Life is a game, take it seriously

The Deep Learning Not That Smart List

In AI, Computer Vision, deep learning, Machine Learning, Paper Talk on May 27, 2019 at 12:00 pm

by Li Yang Ku (Gooly)

Deep learning is one of the most successful scientific story in modern history, attracting billions of investment money in half a decade. However, there is always the other side of the story where people discover the less magical part of deep learning. This post is about a few research (quite a few published this year) that shows deep learning might not be as smart as you think (most of the time they would came up with a way to fix it, since it used to be forbidden to accept paper without deep learning improvements.) This is just a short list, please comment below on other papers that also belong.

a) Szegedy, Christian, Wojciech Zaremba, Ilya Sutskever, Joan Bruna, Dumitru Erhan, Ian Goodfellow, and Rob Fergus. “Intriguing properties of neural networks.”, ICLR 2014

The first non-magical discovery of deep learning has to go to the finding of adversarial examples. It was discovered that images added with certain unnoticeable perturbations can result in mysterious false detections by a deep network. Although technically the first publication of this discovery should go to the paper “Evasion Attacks against Machine Learning at Test Time” by Battista Biggio et al. published in September 2013 in ECML PKDD, the paper that really caught people’s attention is this one that was put on arxiv in December 2013 and published in ICLR 2014. In addition to having bigger names on the author list, this paper also show adversarial examples on more colorful images that clearly demonstrates the problem (see image below.) Since this discover, there have been continuous battles between the band that tries to increase the defense against attacks and the band that tries to break it (such as “Obfuscated Gradients Give a False Sense of Security: Circumventing Defenses to Adversarial Examples” by Athalye et al.), which leads to a recent paper in ICLR 2019 “Are adversarial examples inevitable?” by Shafahi et al. that questions whether it is possible that a deep network can be free of adversarial examples from a theoretical standpoint.

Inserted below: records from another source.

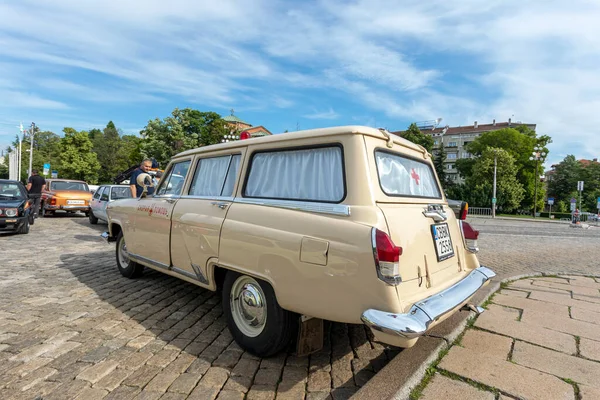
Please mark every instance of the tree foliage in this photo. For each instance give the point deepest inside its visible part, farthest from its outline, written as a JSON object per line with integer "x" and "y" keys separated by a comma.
{"x": 414, "y": 134}
{"x": 182, "y": 130}
{"x": 78, "y": 161}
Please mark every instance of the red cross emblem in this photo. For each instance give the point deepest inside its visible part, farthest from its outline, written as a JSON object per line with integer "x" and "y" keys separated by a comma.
{"x": 414, "y": 175}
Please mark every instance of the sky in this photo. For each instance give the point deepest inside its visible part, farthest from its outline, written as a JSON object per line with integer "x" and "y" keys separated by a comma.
{"x": 292, "y": 65}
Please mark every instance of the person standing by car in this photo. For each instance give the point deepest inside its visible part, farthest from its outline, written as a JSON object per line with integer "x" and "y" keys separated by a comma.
{"x": 136, "y": 190}
{"x": 35, "y": 185}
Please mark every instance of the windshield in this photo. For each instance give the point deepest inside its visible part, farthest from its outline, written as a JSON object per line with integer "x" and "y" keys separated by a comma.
{"x": 12, "y": 191}
{"x": 69, "y": 186}
{"x": 117, "y": 193}
{"x": 402, "y": 176}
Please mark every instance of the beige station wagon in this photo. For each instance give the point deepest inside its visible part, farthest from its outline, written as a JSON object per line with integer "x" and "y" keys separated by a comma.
{"x": 346, "y": 224}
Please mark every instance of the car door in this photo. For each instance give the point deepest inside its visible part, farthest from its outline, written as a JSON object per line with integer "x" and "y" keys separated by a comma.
{"x": 95, "y": 202}
{"x": 199, "y": 215}
{"x": 153, "y": 217}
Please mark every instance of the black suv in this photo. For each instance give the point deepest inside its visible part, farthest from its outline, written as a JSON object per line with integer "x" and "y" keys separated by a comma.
{"x": 15, "y": 207}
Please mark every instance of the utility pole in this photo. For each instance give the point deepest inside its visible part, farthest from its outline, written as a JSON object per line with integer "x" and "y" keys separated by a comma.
{"x": 538, "y": 155}
{"x": 494, "y": 194}
{"x": 31, "y": 147}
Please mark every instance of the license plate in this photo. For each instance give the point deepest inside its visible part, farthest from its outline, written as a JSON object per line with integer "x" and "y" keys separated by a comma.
{"x": 442, "y": 241}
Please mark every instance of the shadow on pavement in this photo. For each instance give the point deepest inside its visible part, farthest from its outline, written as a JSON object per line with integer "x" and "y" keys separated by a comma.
{"x": 180, "y": 314}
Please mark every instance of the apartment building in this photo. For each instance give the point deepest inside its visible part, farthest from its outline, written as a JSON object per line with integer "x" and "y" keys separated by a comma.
{"x": 456, "y": 138}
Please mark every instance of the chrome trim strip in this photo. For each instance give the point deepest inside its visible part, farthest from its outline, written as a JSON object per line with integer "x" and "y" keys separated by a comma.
{"x": 321, "y": 208}
{"x": 184, "y": 272}
{"x": 199, "y": 275}
{"x": 422, "y": 314}
{"x": 219, "y": 198}
{"x": 144, "y": 260}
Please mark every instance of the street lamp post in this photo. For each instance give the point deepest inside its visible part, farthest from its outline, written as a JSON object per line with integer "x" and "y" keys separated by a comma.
{"x": 537, "y": 155}
{"x": 31, "y": 147}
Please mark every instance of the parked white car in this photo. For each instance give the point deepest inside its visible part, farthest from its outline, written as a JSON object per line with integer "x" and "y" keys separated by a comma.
{"x": 104, "y": 195}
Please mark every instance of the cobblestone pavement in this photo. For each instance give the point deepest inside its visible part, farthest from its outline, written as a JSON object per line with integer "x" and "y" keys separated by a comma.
{"x": 540, "y": 337}
{"x": 71, "y": 327}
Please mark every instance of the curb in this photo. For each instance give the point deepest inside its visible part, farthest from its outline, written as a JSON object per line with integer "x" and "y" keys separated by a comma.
{"x": 415, "y": 378}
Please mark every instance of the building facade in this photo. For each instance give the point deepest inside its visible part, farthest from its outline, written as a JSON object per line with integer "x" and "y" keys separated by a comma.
{"x": 455, "y": 139}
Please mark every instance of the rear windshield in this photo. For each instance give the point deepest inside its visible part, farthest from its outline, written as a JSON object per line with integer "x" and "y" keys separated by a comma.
{"x": 69, "y": 186}
{"x": 402, "y": 176}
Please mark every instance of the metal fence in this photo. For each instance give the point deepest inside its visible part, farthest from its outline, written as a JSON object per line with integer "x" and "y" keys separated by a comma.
{"x": 482, "y": 212}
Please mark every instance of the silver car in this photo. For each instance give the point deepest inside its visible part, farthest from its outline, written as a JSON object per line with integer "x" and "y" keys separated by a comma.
{"x": 104, "y": 195}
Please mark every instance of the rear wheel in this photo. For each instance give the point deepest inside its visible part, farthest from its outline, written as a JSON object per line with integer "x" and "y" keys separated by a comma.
{"x": 127, "y": 267}
{"x": 255, "y": 319}
{"x": 24, "y": 229}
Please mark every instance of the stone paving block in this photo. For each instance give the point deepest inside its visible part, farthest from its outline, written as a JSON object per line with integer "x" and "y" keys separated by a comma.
{"x": 532, "y": 305}
{"x": 564, "y": 300}
{"x": 589, "y": 349}
{"x": 215, "y": 377}
{"x": 185, "y": 383}
{"x": 493, "y": 321}
{"x": 562, "y": 324}
{"x": 238, "y": 384}
{"x": 589, "y": 392}
{"x": 161, "y": 382}
{"x": 488, "y": 343}
{"x": 585, "y": 315}
{"x": 135, "y": 360}
{"x": 516, "y": 380}
{"x": 98, "y": 371}
{"x": 552, "y": 362}
{"x": 204, "y": 392}
{"x": 230, "y": 395}
{"x": 442, "y": 387}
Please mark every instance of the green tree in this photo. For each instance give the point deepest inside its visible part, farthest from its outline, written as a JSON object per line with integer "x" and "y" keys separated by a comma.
{"x": 414, "y": 134}
{"x": 182, "y": 130}
{"x": 78, "y": 161}
{"x": 438, "y": 163}
{"x": 518, "y": 142}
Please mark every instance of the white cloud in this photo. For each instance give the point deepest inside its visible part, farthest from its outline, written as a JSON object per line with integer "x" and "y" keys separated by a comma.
{"x": 330, "y": 114}
{"x": 395, "y": 61}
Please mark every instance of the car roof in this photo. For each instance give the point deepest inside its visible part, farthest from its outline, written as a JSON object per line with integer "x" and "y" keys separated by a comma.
{"x": 320, "y": 132}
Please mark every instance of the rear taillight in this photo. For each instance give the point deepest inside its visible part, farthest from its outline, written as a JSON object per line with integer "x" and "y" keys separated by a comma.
{"x": 387, "y": 257}
{"x": 464, "y": 210}
{"x": 470, "y": 236}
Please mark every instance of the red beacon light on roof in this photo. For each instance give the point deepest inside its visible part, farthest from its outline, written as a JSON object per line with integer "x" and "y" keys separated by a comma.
{"x": 245, "y": 135}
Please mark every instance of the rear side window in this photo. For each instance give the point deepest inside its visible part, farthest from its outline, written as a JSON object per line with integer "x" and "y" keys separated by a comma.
{"x": 402, "y": 176}
{"x": 315, "y": 174}
{"x": 215, "y": 177}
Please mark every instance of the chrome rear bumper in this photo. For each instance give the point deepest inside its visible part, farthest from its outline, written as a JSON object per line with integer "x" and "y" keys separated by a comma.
{"x": 422, "y": 314}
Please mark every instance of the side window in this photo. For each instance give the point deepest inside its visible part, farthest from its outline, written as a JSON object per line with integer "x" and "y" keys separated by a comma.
{"x": 98, "y": 192}
{"x": 172, "y": 183}
{"x": 308, "y": 175}
{"x": 215, "y": 176}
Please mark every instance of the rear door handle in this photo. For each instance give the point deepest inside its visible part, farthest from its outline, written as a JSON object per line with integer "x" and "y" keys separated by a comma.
{"x": 220, "y": 204}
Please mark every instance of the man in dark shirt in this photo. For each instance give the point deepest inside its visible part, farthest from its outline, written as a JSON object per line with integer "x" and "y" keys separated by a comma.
{"x": 136, "y": 190}
{"x": 35, "y": 184}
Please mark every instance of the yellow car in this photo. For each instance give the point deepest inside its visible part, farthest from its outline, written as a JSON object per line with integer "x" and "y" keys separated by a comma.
{"x": 65, "y": 195}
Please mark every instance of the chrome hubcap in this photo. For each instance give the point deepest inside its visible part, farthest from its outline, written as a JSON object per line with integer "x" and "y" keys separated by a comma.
{"x": 248, "y": 306}
{"x": 123, "y": 254}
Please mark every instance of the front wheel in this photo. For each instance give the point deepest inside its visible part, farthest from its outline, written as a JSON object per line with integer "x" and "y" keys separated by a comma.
{"x": 256, "y": 321}
{"x": 127, "y": 267}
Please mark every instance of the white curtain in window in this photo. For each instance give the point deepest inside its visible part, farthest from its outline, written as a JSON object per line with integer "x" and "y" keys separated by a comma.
{"x": 403, "y": 176}
{"x": 312, "y": 175}
{"x": 210, "y": 176}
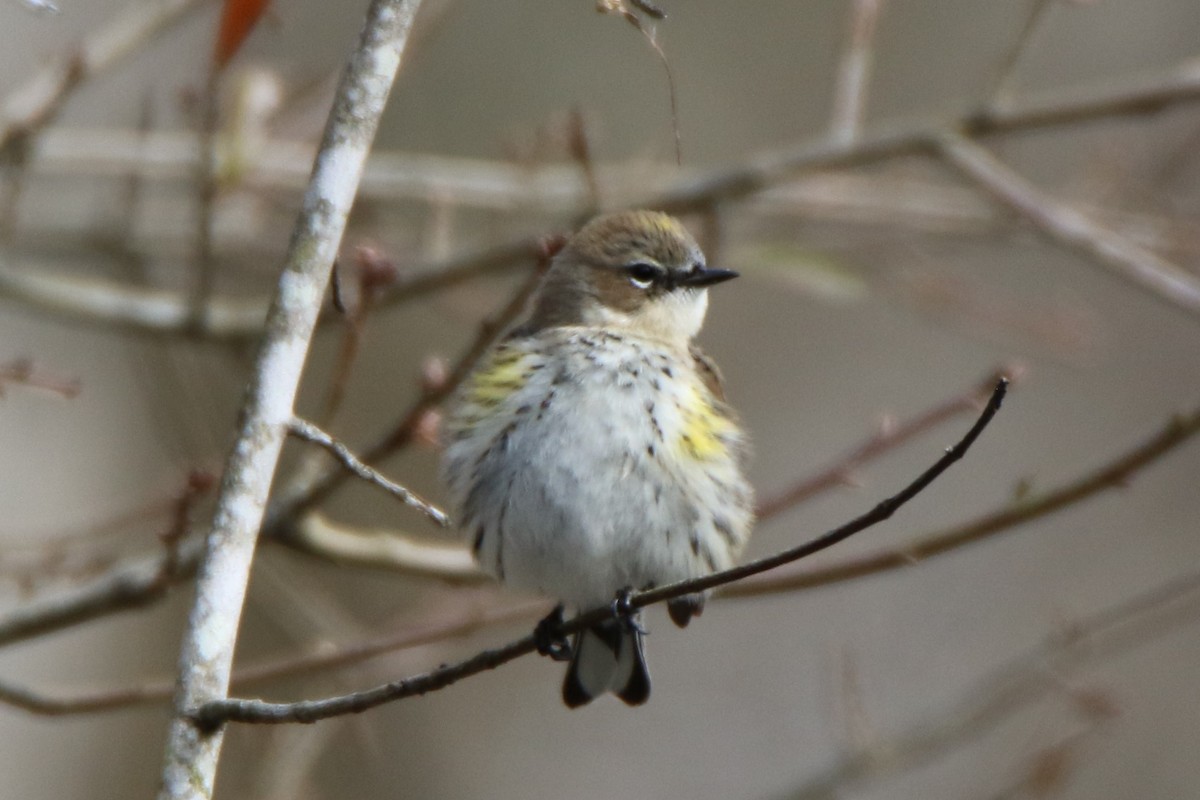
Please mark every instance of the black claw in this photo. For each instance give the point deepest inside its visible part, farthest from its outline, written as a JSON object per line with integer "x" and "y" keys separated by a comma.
{"x": 551, "y": 642}
{"x": 624, "y": 612}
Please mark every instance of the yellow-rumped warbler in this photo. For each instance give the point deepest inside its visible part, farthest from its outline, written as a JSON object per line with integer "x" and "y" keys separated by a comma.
{"x": 592, "y": 450}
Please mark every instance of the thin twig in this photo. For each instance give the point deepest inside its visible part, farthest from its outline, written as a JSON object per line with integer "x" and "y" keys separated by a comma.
{"x": 160, "y": 313}
{"x": 382, "y": 549}
{"x": 887, "y": 438}
{"x": 1002, "y": 89}
{"x": 310, "y": 432}
{"x": 24, "y": 373}
{"x": 204, "y": 272}
{"x": 1116, "y": 473}
{"x": 207, "y": 657}
{"x": 855, "y": 71}
{"x": 39, "y": 101}
{"x": 1013, "y": 686}
{"x": 321, "y": 657}
{"x": 124, "y": 588}
{"x": 214, "y": 714}
{"x": 298, "y": 499}
{"x": 1066, "y": 226}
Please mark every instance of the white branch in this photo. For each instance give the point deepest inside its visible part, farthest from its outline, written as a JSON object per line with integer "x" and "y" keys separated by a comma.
{"x": 37, "y": 101}
{"x": 207, "y": 656}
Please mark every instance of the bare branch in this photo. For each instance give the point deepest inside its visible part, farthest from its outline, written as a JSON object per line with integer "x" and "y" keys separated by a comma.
{"x": 298, "y": 498}
{"x": 135, "y": 308}
{"x": 1002, "y": 89}
{"x": 167, "y": 313}
{"x": 207, "y": 657}
{"x": 319, "y": 657}
{"x": 1015, "y": 685}
{"x": 125, "y": 588}
{"x": 388, "y": 549}
{"x": 1116, "y": 473}
{"x": 23, "y": 372}
{"x": 216, "y": 713}
{"x": 887, "y": 438}
{"x": 30, "y": 107}
{"x": 310, "y": 432}
{"x": 855, "y": 71}
{"x": 1067, "y": 226}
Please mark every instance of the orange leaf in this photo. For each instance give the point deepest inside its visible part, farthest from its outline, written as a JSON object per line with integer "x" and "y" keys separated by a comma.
{"x": 238, "y": 19}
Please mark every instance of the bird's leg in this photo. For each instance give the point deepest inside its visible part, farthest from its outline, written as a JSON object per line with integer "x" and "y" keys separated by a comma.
{"x": 550, "y": 637}
{"x": 624, "y": 612}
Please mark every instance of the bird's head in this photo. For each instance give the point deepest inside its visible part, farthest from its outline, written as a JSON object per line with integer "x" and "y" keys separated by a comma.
{"x": 634, "y": 271}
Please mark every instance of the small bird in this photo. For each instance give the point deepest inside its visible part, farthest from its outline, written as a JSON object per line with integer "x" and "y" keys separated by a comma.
{"x": 592, "y": 452}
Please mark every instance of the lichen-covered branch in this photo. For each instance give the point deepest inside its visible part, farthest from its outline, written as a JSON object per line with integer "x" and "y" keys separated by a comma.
{"x": 207, "y": 657}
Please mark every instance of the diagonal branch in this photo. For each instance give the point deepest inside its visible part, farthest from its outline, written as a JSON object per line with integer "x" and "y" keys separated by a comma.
{"x": 160, "y": 313}
{"x": 213, "y": 715}
{"x": 310, "y": 432}
{"x": 855, "y": 71}
{"x": 25, "y": 110}
{"x": 887, "y": 438}
{"x": 1066, "y": 226}
{"x": 1114, "y": 474}
{"x": 207, "y": 657}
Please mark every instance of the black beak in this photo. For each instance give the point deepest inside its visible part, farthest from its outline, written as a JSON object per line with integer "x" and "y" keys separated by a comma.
{"x": 703, "y": 276}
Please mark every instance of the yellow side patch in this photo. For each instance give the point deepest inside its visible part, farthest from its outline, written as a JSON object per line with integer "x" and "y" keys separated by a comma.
{"x": 703, "y": 428}
{"x": 496, "y": 380}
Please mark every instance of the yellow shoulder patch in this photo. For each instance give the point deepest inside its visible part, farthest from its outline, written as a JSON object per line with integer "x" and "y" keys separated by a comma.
{"x": 499, "y": 377}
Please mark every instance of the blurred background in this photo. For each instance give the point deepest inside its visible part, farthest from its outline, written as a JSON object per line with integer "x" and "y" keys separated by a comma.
{"x": 1055, "y": 657}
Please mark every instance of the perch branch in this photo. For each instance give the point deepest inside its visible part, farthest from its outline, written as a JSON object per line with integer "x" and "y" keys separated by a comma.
{"x": 1114, "y": 474}
{"x": 214, "y": 714}
{"x": 310, "y": 432}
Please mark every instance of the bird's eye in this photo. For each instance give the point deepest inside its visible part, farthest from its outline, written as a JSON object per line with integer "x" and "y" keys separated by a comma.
{"x": 642, "y": 275}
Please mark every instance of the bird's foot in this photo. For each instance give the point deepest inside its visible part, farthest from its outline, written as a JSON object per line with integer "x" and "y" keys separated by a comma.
{"x": 624, "y": 612}
{"x": 550, "y": 638}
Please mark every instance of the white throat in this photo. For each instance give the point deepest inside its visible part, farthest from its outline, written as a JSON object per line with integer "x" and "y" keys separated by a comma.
{"x": 673, "y": 317}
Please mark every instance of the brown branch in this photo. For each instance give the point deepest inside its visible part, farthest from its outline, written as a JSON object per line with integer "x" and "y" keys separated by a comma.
{"x": 1114, "y": 474}
{"x": 298, "y": 499}
{"x": 1003, "y": 85}
{"x": 125, "y": 588}
{"x": 39, "y": 101}
{"x": 1018, "y": 684}
{"x": 24, "y": 373}
{"x": 855, "y": 71}
{"x": 321, "y": 657}
{"x": 311, "y": 433}
{"x": 214, "y": 714}
{"x": 166, "y": 313}
{"x": 887, "y": 438}
{"x": 1066, "y": 226}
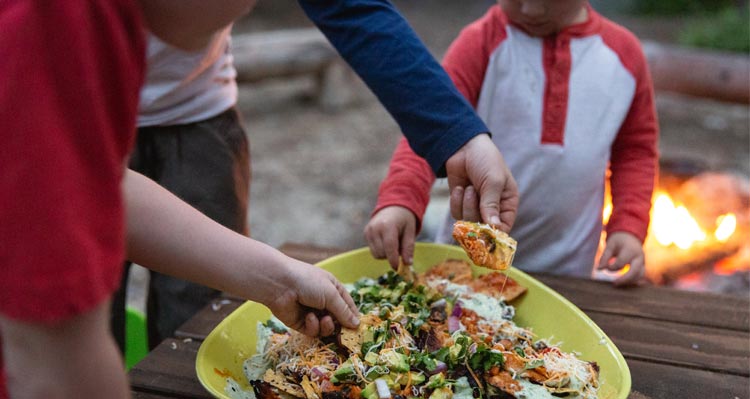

b) Dmitry Ulyanov, Andrea Vedaldi, and Victor Lempitsky. “Deep Image Prior.” CVPR 2018

This is not a paper intended to discover flaws of deep learning, in fact, the result of this paper is one of the most magical deep learning results I’ve seen. The authors showed that deep networks are able to fill in cropped out images in a very reasonable way (see image below, left input, right output) However, it also unveils some less magical parts of deep learning. Deep learning’s success was mostly advertised as learning from data and claimed to work better than traditional engineered visual features because it learns from large amount of data. This work, however, uses no data nor pre-trained weights. It shows that convolution and the specific layered network architecture, (which may be the outcome of millions of grad student hours through trial and error,) played a significant role in the success. In other words, we are still engineering visual features but in a more subtle way. It also raises the question of what made deep learning so successful, is it because of learning? or because thousands of grad students tried all kinds of architectures, lost functions, training procedures, and some combinations turned out to be great?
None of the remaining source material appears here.